Un réalisateur en herbe qui aime le kitsch, le sang, le bizarroïde, mais aussi David Lynch et Stephen King, se sent forcément à l’étroit dans l’univers du cinéma français. «Les drames familiaux dans des appartements parisiens», comme il le résume, ce n’est pas son dada. Qu’à cela ne tienne, Julien Magnat, pour son deuxième long métrage, «Faces in the Crowd», s’entiche de Milla Jovovich et de Julian McMahon (le beau chirurgien de la série NipTuck). Il tourne au Canada, 26 jours à Winnipeg, puis s’installe à Hollywood à l’automne dernier. «Je viens de terminer le film il y a 3 semaines», dit-il à la terrasse du Urth cafe, à West Hollywood, où il vit.

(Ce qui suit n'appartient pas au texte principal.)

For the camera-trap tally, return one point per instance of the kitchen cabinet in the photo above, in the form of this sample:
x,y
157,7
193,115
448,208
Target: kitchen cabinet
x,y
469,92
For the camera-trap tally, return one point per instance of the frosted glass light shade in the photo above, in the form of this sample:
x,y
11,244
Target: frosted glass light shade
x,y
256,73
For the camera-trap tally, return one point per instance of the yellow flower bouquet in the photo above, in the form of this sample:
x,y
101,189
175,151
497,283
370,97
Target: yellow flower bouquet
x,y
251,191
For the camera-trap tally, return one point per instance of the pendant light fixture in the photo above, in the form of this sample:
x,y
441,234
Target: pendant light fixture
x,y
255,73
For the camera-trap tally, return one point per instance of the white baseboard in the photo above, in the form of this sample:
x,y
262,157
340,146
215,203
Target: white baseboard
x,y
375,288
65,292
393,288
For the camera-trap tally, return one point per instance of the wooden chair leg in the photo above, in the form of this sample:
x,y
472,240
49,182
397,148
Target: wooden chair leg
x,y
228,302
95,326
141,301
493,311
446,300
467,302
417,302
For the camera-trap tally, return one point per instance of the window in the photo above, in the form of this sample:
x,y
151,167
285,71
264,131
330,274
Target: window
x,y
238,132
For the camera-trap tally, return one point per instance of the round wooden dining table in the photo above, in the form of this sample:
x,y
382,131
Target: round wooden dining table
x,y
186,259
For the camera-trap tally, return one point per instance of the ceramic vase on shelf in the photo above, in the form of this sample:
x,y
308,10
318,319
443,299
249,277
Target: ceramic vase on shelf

Ce film, il nous en montre quelques images: un thriller à première vue bien léché, où Milla Jovovich joue le rôle d’une institutrice trentenaire, victime d’un accident qui fait basculer sa vie. Témoin d’un meurtre sur un pont, elle échappe au tueur mais tombe et se heurte le crâne violemment. Elle se réveille à l’hôpital atteinte de prosopagnosie, c’est-à-dire incapable de reconnaître les visages (de ses proches, du sien, etc.). «La cécité des visages est une maladie qui atteint plus de gens qu’on ne le pense ; dans mon entourage, j’en connais trois», affirme Julien Magnat, qui a fait des recherches et rencontré des gens frappés de ce trouble. «Ca n’avait pas encore fait l’objet d’un film, et j’ai trouvé que c’était un thème parfait pour un thriller». Julian McMahon joue un inspecteur de police, mais l’enquête dépend évidemment davantage du personnage de Milla Jovovich, seul à pouvoir résoudre l’énigme. L’ex muse de Luc Besson (et son épouse pendant deux ans) nous a dit avoir accepté car elle a aimé le scénario et le personnage, différent de ses rôles dans les films d’action à la Resident Evil.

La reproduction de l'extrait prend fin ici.